For the review, the authors defined parent involvement as “the active engagement of a parent with their child outside of the school day in an activity which centers on enhancing academic performance.” They limited their review to randomized controlled trial (RCT) studies with the following intervention characteristics: 1) parent involvement with their child in academic support activities outside of school (for example, reading or completing supplemental math problems with the child), and 2) parent involvement for a minimum of 20 days. The authors included 18 RCTs in their review, all published between 1964 and 2000. About two thirds of the studies were dissertations. The length of the parent interventionMother and daughter studying together. programs ranged from 4 to 104 weeks; the most frequently reported method of parent involvement was collaborative reading. All but one study was conducted in public schools—that particular study did not indicate what type of school was involved. Of the studies that reported socioeconomic status (SES) of the parents, 73% were from mixed SES, 9% from middle SES, and 18% were from lower SES. Of those that reported ethnicity, 25% were African American, 25% were Caucasian, and 50% were of mixed ethnicities.

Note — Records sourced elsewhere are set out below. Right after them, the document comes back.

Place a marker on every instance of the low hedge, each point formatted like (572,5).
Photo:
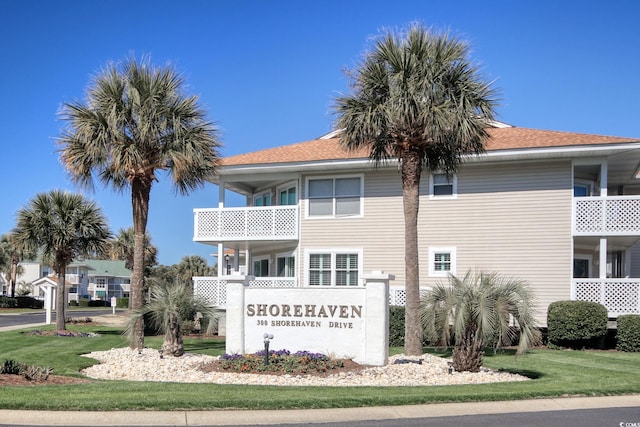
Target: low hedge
(8,302)
(576,324)
(628,336)
(396,326)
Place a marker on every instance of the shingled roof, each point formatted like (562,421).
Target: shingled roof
(502,138)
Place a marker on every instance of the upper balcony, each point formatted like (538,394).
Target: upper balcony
(606,216)
(249,223)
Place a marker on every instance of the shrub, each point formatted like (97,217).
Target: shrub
(396,326)
(8,302)
(576,324)
(628,336)
(10,367)
(35,373)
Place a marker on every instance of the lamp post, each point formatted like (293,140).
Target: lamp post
(267,338)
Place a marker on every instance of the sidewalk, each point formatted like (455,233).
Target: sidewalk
(225,417)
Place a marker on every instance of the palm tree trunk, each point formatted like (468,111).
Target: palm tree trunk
(60,300)
(468,353)
(411,170)
(173,343)
(140,203)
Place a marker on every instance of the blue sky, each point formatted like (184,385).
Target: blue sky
(267,73)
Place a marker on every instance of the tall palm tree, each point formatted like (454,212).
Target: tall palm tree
(136,122)
(14,253)
(63,225)
(416,97)
(122,246)
(478,310)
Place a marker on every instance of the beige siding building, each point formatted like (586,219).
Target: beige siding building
(559,210)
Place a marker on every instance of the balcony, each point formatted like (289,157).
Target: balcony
(606,216)
(250,223)
(214,289)
(619,296)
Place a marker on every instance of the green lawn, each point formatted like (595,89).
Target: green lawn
(555,373)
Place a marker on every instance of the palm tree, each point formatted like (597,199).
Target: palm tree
(170,306)
(190,266)
(14,253)
(417,98)
(478,310)
(63,225)
(135,123)
(121,247)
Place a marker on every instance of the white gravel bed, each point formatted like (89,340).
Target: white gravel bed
(127,364)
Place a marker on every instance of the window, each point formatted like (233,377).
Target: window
(286,266)
(442,185)
(262,199)
(334,268)
(261,267)
(442,262)
(335,197)
(287,196)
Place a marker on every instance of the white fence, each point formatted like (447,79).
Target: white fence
(619,296)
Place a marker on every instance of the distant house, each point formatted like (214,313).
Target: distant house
(559,210)
(86,279)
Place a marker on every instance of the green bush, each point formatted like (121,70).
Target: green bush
(396,326)
(628,336)
(576,324)
(8,302)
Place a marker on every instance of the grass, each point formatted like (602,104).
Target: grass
(555,372)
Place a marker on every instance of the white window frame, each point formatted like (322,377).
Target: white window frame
(453,182)
(262,194)
(285,255)
(261,258)
(333,253)
(432,261)
(333,215)
(284,187)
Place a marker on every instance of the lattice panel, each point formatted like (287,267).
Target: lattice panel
(260,223)
(397,296)
(207,223)
(612,215)
(274,282)
(623,215)
(213,290)
(285,222)
(588,215)
(622,297)
(588,291)
(233,223)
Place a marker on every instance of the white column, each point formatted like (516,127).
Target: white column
(603,259)
(376,340)
(234,327)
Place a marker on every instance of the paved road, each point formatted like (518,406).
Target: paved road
(39,316)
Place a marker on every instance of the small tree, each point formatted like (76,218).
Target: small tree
(63,225)
(478,310)
(170,306)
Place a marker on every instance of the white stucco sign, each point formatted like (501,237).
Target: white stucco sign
(344,323)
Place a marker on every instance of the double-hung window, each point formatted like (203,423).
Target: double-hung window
(443,186)
(335,197)
(442,262)
(334,268)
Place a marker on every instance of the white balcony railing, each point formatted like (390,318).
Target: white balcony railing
(619,296)
(606,216)
(251,223)
(214,289)
(73,279)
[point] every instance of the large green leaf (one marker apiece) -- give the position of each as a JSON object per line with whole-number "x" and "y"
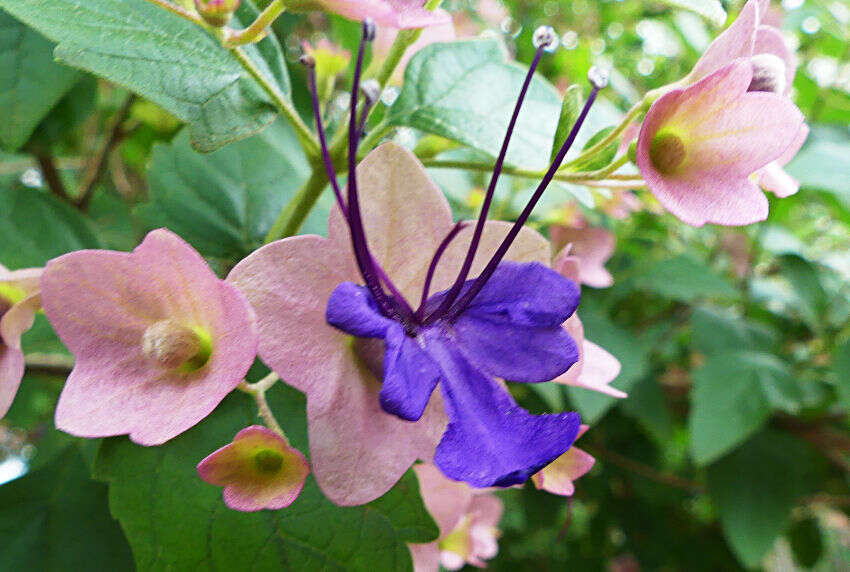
{"x": 718, "y": 330}
{"x": 755, "y": 489}
{"x": 35, "y": 227}
{"x": 466, "y": 91}
{"x": 175, "y": 521}
{"x": 57, "y": 518}
{"x": 165, "y": 59}
{"x": 734, "y": 394}
{"x": 710, "y": 9}
{"x": 31, "y": 82}
{"x": 225, "y": 202}
{"x": 685, "y": 279}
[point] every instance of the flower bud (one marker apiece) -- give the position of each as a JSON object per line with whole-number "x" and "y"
{"x": 217, "y": 13}
{"x": 598, "y": 77}
{"x": 768, "y": 74}
{"x": 546, "y": 38}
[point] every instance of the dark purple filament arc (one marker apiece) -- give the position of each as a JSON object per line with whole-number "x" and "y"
{"x": 395, "y": 305}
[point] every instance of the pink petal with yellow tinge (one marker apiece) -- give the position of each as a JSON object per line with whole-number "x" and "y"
{"x": 737, "y": 41}
{"x": 559, "y": 477}
{"x": 247, "y": 489}
{"x": 593, "y": 247}
{"x": 357, "y": 450}
{"x": 16, "y": 320}
{"x": 101, "y": 302}
{"x": 728, "y": 134}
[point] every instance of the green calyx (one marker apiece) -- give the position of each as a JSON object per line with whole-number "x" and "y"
{"x": 268, "y": 461}
{"x": 667, "y": 152}
{"x": 11, "y": 295}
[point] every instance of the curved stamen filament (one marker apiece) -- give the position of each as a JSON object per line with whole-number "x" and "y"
{"x": 482, "y": 279}
{"x": 426, "y": 290}
{"x": 488, "y": 198}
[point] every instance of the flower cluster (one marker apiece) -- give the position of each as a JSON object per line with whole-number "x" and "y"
{"x": 403, "y": 327}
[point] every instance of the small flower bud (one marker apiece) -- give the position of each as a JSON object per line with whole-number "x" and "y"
{"x": 371, "y": 90}
{"x": 173, "y": 345}
{"x": 598, "y": 77}
{"x": 307, "y": 60}
{"x": 217, "y": 13}
{"x": 546, "y": 38}
{"x": 369, "y": 30}
{"x": 768, "y": 74}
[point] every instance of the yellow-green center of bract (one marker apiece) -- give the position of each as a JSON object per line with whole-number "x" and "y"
{"x": 667, "y": 152}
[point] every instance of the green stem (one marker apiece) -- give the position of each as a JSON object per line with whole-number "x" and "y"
{"x": 292, "y": 216}
{"x": 258, "y": 392}
{"x": 256, "y": 31}
{"x": 178, "y": 10}
{"x": 606, "y": 141}
{"x": 586, "y": 177}
{"x": 305, "y": 136}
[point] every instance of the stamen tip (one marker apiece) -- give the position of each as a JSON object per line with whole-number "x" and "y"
{"x": 546, "y": 38}
{"x": 598, "y": 77}
{"x": 369, "y": 29}
{"x": 307, "y": 60}
{"x": 371, "y": 90}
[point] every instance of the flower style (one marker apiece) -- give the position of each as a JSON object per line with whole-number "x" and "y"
{"x": 559, "y": 477}
{"x": 401, "y": 14}
{"x": 467, "y": 520}
{"x": 20, "y": 299}
{"x": 506, "y": 323}
{"x": 774, "y": 64}
{"x": 258, "y": 470}
{"x": 159, "y": 340}
{"x": 699, "y": 146}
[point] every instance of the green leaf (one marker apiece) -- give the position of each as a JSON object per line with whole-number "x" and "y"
{"x": 734, "y": 394}
{"x": 466, "y": 91}
{"x": 175, "y": 521}
{"x": 570, "y": 111}
{"x": 709, "y": 9}
{"x": 35, "y": 227}
{"x": 841, "y": 367}
{"x": 623, "y": 345}
{"x": 57, "y": 519}
{"x": 755, "y": 489}
{"x": 31, "y": 82}
{"x": 805, "y": 281}
{"x": 684, "y": 279}
{"x": 223, "y": 203}
{"x": 717, "y": 330}
{"x": 823, "y": 165}
{"x": 165, "y": 59}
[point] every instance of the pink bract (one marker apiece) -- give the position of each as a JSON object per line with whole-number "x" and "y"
{"x": 258, "y": 470}
{"x": 358, "y": 451}
{"x": 559, "y": 477}
{"x": 19, "y": 301}
{"x": 104, "y": 306}
{"x": 391, "y": 13}
{"x": 699, "y": 146}
{"x": 467, "y": 518}
{"x": 593, "y": 247}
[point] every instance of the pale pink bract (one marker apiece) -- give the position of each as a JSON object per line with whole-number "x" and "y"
{"x": 104, "y": 306}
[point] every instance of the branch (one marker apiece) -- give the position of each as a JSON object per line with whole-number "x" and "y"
{"x": 97, "y": 167}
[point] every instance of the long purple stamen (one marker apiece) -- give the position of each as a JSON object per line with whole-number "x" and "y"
{"x": 451, "y": 296}
{"x": 426, "y": 290}
{"x": 310, "y": 64}
{"x": 599, "y": 81}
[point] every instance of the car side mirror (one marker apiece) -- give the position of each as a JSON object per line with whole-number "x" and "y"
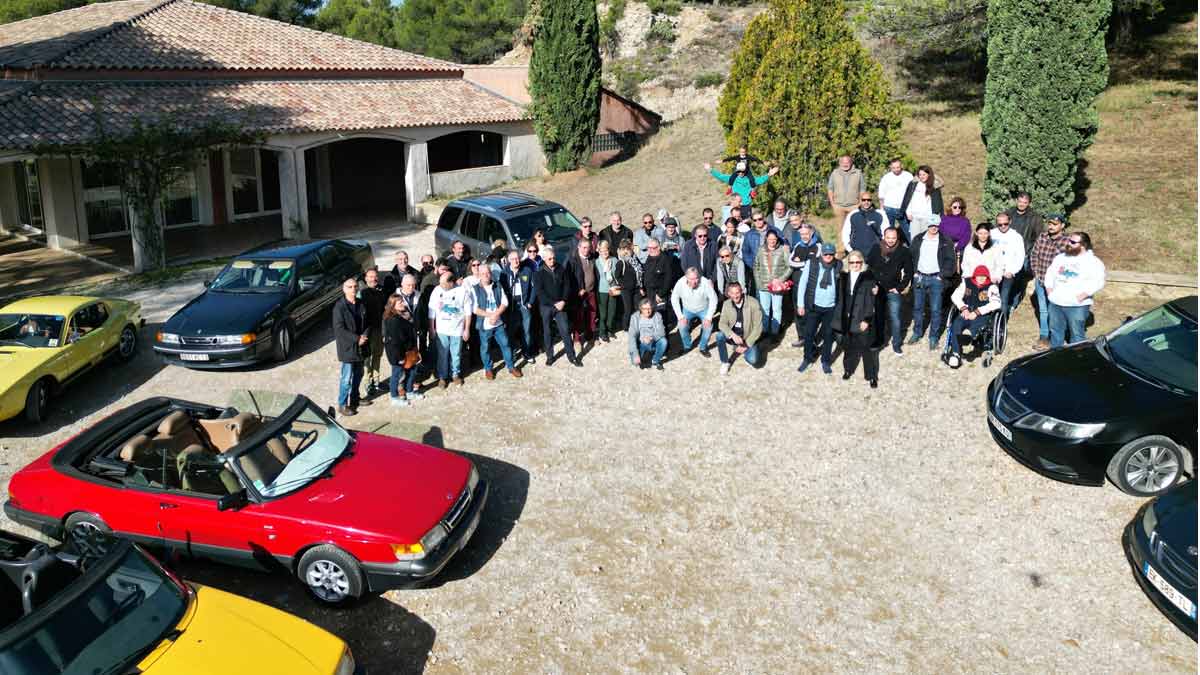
{"x": 233, "y": 501}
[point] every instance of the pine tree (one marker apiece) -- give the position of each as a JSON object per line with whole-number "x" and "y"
{"x": 815, "y": 95}
{"x": 564, "y": 81}
{"x": 1045, "y": 66}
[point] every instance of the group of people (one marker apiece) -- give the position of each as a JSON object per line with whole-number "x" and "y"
{"x": 739, "y": 281}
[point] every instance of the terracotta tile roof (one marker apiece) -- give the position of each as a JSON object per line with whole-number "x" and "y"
{"x": 41, "y": 40}
{"x": 63, "y": 113}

For the meta-analysis, the first question addressed was general: “Does parent involvement result in an improvement in children’s academic performance?” The analysis suggests that parent involvement programs of the kind reviewed have a positive and significant effect on student achievement and that the effect has remained unchanged for three decades.

Then the researchers looked at specific effects of parent involvement. Parent involvement had a positive and significant effect on children’s reading performance. The results for math were also positive and significant but the authors believed the result was biased by one study, which produced an effect size that was three times as large as the effect size for any other study. When they removed that study from the analysis, the impact of parent involvement was still positive, but not statistically significant.

Parent involvement had a positive and significant effect on children’s reading performance.

The authors also wanted to determine the parent involvement intervention program that produced the largest effect. Three program approaches were identified:

  • Collaborative reading – Parents and children read together as a structured activity.
  • Education and training – A specific program designed to provide parents with appropriate teaching or skills-based activities, materials, or information to be used with their child outside the school day.
  • Parent rewards and incentives – Parents provide rewards or incentives to their child outside the school day for their child’s performance in school.

Nye, Turner, and Schwartz found that reward and incentives produced the largest impact on children’s academic performance, followed by education and training.

The authors concluded that there is a need to improve the quality of RCTs on parent involvement and a need to replicate high-quality RCTs they reviewed that produced unusually large and significant effects. They also cautioned that although their review indicated positive and significant effects measured immediately following an intervention program, there is little evidence with regard to the sustainability of the effects.